Dear Reader:
So it looks like the old editors decided to be pricks and graduate. It turns out that they had done some bullshit loophole thing and “completed their core requirements with a minimum grand point average of 2.0.” Well I say, fuck that noise. Have fun with the rest of your life: decorating your cubicles with “For Better or For Worse” cartoons and seriously considering flood insurance. Maybe you’ll see me out the greasy little window of your office building, both doing and eating donuts in the parking lot and blasting Blink 182. Not that I even like Blink 182. It’s just that you’d be too old to understand it.
Anyway, what this means for you the reader is that the magazine will be changing hands.

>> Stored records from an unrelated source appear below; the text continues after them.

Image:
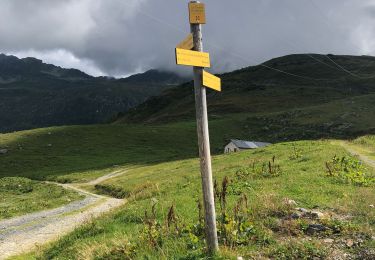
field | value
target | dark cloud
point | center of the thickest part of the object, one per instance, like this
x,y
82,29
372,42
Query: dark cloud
x,y
119,37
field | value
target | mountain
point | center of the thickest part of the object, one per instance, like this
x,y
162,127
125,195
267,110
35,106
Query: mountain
x,y
34,94
305,95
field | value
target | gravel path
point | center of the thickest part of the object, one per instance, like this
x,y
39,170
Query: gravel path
x,y
23,234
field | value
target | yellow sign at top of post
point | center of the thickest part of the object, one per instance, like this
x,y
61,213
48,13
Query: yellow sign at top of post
x,y
192,58
197,13
187,43
211,81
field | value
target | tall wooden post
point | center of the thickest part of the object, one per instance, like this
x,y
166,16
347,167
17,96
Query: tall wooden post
x,y
204,144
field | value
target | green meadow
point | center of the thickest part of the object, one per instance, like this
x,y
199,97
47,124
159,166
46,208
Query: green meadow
x,y
163,172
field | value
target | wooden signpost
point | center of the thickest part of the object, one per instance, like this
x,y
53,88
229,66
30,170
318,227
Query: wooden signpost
x,y
200,60
192,58
211,81
186,44
197,13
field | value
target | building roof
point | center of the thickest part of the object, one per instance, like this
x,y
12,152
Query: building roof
x,y
248,144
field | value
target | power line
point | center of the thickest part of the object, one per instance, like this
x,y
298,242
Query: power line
x,y
176,28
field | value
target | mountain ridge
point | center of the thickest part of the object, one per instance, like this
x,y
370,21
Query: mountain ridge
x,y
35,94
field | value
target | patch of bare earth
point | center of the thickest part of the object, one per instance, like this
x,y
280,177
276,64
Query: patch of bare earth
x,y
23,234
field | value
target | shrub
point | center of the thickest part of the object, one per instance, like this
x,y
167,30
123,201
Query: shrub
x,y
349,170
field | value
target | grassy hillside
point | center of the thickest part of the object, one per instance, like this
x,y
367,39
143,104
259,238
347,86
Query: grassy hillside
x,y
258,202
270,229
20,196
163,169
34,94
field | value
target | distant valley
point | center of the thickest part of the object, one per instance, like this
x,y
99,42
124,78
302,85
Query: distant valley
x,y
34,94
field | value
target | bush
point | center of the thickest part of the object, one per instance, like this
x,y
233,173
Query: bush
x,y
16,185
349,170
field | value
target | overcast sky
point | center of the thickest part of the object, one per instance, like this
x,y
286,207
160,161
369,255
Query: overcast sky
x,y
121,37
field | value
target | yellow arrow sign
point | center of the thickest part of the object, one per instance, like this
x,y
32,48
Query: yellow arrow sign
x,y
197,13
186,44
211,81
192,58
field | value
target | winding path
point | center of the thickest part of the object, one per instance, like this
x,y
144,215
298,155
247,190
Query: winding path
x,y
23,234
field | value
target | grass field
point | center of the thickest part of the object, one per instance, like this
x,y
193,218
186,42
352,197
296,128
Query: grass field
x,y
302,178
20,196
163,171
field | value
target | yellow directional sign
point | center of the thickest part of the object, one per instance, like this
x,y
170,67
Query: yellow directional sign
x,y
192,58
211,81
197,13
186,44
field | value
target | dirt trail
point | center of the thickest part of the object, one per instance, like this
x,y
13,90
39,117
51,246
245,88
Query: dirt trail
x,y
22,234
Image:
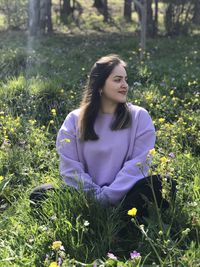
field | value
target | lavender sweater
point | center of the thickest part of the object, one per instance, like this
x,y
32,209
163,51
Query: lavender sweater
x,y
111,165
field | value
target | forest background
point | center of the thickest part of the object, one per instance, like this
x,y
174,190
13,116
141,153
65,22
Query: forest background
x,y
46,51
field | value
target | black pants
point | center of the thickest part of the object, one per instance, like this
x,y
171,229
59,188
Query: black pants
x,y
145,190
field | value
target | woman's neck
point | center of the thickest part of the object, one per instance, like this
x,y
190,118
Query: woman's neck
x,y
109,108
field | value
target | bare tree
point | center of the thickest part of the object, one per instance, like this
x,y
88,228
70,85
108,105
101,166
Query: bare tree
x,y
40,17
34,16
143,13
128,10
45,16
102,7
196,15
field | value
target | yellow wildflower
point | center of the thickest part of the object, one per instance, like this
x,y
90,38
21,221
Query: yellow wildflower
x,y
56,245
54,264
132,212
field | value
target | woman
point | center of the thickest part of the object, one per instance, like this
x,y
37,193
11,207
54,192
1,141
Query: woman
x,y
104,145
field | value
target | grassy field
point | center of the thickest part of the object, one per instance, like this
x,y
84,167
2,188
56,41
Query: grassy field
x,y
41,81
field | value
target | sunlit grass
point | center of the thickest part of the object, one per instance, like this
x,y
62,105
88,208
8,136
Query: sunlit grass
x,y
37,89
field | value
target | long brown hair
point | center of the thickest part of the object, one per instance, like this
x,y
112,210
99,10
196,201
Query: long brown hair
x,y
90,104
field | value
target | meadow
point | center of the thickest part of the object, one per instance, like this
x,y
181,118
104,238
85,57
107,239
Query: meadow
x,y
41,81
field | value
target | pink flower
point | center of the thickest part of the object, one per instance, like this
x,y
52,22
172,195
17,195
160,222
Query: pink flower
x,y
111,256
134,255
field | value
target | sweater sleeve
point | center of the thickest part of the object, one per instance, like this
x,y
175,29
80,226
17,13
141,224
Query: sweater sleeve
x,y
71,169
137,166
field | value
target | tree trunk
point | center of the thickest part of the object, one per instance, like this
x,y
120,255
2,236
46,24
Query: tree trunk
x,y
105,11
34,17
155,20
196,15
149,19
128,10
102,7
49,20
65,11
45,16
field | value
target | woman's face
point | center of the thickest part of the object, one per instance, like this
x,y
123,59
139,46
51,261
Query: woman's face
x,y
116,88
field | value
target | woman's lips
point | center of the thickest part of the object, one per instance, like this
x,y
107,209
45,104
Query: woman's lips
x,y
123,92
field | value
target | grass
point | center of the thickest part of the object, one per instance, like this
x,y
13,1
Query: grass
x,y
38,76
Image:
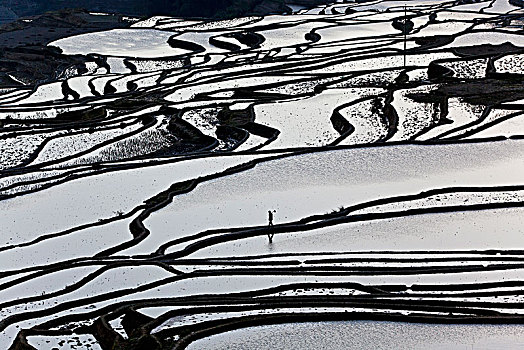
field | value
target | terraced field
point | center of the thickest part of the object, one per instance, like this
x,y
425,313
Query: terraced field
x,y
387,142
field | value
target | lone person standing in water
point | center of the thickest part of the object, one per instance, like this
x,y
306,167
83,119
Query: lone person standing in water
x,y
270,226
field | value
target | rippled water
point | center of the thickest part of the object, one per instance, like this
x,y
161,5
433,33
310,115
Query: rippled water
x,y
365,335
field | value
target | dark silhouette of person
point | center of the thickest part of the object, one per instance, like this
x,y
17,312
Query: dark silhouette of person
x,y
270,226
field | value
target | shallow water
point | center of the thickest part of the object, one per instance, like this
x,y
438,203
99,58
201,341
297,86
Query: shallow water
x,y
364,335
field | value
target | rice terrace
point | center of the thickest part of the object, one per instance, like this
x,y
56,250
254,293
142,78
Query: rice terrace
x,y
337,175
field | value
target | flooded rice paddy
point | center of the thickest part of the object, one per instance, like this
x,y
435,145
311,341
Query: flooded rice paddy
x,y
387,142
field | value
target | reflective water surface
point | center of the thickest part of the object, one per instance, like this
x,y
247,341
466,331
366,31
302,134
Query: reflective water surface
x,y
370,335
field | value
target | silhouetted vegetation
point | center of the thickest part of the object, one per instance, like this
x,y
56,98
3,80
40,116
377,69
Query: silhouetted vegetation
x,y
183,8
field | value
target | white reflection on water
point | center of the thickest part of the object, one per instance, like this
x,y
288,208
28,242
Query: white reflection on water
x,y
365,335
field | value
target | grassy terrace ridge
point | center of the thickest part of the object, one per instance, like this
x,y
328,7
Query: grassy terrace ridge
x,y
177,8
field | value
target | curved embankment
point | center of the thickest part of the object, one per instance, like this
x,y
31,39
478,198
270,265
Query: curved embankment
x,y
186,154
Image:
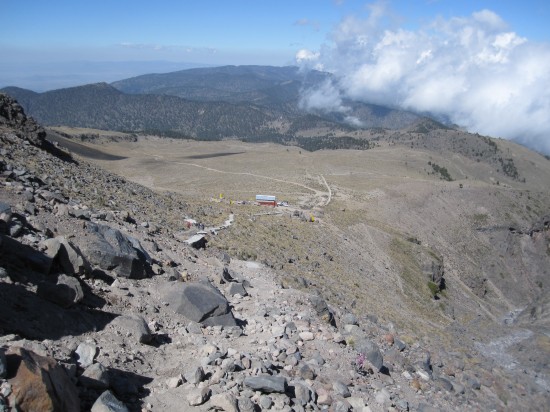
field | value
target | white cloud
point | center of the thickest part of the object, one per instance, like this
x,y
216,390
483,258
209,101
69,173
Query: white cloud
x,y
325,97
473,69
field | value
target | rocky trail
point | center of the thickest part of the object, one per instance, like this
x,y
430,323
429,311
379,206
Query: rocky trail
x,y
106,307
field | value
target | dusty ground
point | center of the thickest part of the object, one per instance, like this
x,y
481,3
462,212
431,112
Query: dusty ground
x,y
379,214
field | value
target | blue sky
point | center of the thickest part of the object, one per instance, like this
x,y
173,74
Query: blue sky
x,y
39,38
483,64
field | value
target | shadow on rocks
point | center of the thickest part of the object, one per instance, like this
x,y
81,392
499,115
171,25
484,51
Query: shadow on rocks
x,y
129,387
27,314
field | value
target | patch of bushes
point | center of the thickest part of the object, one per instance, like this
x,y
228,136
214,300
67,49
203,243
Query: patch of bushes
x,y
442,171
509,168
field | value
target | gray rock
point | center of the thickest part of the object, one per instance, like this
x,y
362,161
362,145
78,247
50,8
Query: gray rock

But it doesn’t have to be a scary thing. I know you were with the old editors for a long time, but I think that we can have just as much fun together, if not more! You like video games? I like video games, too! You want to go to Hurricane Harbor? Unlike that bitch Mom of yours, I’ll take you there on weekends. You won’t have to worry around me, I’ll be like the cool editor. Want a cigarette?
Just so you know what you’ll be getting into, here’s a list of some of the transitions we plan on implementing this year:
- Changing the Squelch constitution from endorsing sexual harassment to expressing our indifference towards it.
- Hazing is a barbaric practice that should have been abandoned years ago. It will be dropped as soon as the ASUC OKs our constitution changes in January. Hang in there, newbies!
- The magazine, if ingested, will no longer immediately produce violent diarrhea.
- Due to a pending lawsuit, we will now be allowing black students on the staff. Sorry it took so long, guys!
- We’ve switched from employing monkeys on typewriters to Malaysian children on Apple II’s. They’re really finding their voices.
We look forward to entertaining you this year, please loosen our shackles. Ow! Stop whipping me!